E allora perché dovrebbe restare nel loro DNA il gene del populismo? Semplice: perché la democrazia, secondo Mény, non si esaurisce nel momento elettorale, ma è anche intessuta di rappresentanze e ordinamenti costituzionali. In sostanza, la democrazia “buona” è quella che crede in una società pluralistica, che coltiva il dialogo sociale, dove le classi dirigenti sentono, tuttavia, il dovere di orientare le forze sociali che la esprimono, senza farne da cassa di risonanza magari attraverso la nuova divinità pagana del web.

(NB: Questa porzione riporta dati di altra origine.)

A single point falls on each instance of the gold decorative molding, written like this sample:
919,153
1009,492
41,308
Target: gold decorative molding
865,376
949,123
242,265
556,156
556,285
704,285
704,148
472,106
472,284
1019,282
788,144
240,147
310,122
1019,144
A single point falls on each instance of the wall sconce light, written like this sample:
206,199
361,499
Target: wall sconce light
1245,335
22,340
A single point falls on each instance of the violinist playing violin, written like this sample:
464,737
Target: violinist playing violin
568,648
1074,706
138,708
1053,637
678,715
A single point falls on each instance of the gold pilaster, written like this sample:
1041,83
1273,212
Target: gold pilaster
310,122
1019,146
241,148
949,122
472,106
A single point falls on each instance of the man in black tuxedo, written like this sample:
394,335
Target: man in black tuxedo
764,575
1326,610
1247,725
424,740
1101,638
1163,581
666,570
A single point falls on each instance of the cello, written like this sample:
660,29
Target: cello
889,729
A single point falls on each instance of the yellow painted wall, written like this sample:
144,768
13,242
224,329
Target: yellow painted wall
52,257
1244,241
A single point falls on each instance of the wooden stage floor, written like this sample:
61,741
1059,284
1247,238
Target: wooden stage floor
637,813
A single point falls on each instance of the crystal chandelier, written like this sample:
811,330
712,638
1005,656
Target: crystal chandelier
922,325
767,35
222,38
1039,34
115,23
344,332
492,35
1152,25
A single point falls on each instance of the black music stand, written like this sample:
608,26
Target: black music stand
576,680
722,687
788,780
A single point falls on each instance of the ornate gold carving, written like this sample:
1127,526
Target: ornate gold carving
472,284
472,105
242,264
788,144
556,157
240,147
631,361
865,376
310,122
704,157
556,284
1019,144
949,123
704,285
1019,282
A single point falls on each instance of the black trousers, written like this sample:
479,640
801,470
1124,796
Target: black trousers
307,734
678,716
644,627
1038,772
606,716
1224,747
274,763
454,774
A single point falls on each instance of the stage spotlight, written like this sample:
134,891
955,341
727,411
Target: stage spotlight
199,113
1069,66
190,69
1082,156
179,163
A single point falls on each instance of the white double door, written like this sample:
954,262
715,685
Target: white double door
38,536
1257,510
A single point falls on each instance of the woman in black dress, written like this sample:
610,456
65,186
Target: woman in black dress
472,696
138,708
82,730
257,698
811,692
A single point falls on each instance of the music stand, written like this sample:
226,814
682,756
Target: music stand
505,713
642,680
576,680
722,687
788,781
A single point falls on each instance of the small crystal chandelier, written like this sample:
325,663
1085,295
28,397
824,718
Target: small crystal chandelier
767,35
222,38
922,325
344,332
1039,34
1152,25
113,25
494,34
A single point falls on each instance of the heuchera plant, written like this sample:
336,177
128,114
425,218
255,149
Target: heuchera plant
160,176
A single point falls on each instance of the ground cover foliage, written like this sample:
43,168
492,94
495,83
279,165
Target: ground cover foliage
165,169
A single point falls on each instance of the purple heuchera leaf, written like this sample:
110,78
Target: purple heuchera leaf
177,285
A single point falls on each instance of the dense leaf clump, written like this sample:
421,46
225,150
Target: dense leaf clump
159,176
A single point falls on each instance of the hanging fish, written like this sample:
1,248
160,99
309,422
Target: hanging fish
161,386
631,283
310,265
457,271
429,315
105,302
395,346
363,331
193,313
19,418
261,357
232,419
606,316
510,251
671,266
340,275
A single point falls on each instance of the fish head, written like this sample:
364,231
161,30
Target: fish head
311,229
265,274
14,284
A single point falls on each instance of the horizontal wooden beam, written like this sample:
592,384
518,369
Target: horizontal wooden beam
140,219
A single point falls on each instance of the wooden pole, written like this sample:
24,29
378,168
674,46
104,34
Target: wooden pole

Quando, invece, le istituzioni democratiche rischiano – come adesso – di farsi travolgere da un ribellismo che traccia solo la caricatura della democrazia diretta, al sistema politico si cominciano a far notare i suoi difetti – in ogni epoca essi sono connaturati all’azione politica – che divengono subito l’occasione e il pretesto, per la gente, di rifugiarsi nell’apparente scorciatoia del populismo, che, in fondo, è la risposta più facile alle proprie angosce.